= Anti-Capitalist Convergence =

Anti-Capitalist Convergences (ACC) are organizations which sprang up in North America in the late 1990s and early 2000s as forms of coordinating activities by the growing social justice, anarchist, and environmentalist anti-capitalists. Many of the ACCs were set up in anticipation of or as a result of a major protest.

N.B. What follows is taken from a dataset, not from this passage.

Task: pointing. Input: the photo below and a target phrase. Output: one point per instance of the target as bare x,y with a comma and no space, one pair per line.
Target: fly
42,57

Generally, Anti-Capitalist Convergences were assembled as umbrella organisations, to coordinate different groups and struggles. However, many have become groups unto themselves. In the wake of the "Battle of Seattle" and a similar resurgence of anti-capitalist protest and organising, activists in cities such as Seattle; Washington, D.C.; and Chicago formed Convergences to carry out protests more effectively and to ensure that anti-capitalist organising would continue after major demonstrations had left the city. The Convergences were also billed as a counterweight to more mainstream coalitions and trade unions who radicals claimed dominated protests.

By far the most successful of the Anti-Capitalist Convergences has been the one, based in Montreal, best known by its French acronym: CLAC (Convergence des Luttes Anti-Capitalistes). Originally formed to coordinate protests at the Quebec City Summit of the Americas in April, 2001, it continued to operate afterwards, and provided the engine for the Take the Capital! protests the following year. It has also proven strong within its own community, launched anti-gentrification campaigns, and worked to help non-status immigrants.

As quickly as many ACCs sprung up, most of them have fallen apart. Montreal; Seattle; Colorado; Chicago; New York City; and Washington, D.C., have all seen their ACCs collapse. However, there are now ACCs active overseas in the Philippines and Japan and efforts are under way to revive an anti-capitalist umbrella group in Montreal.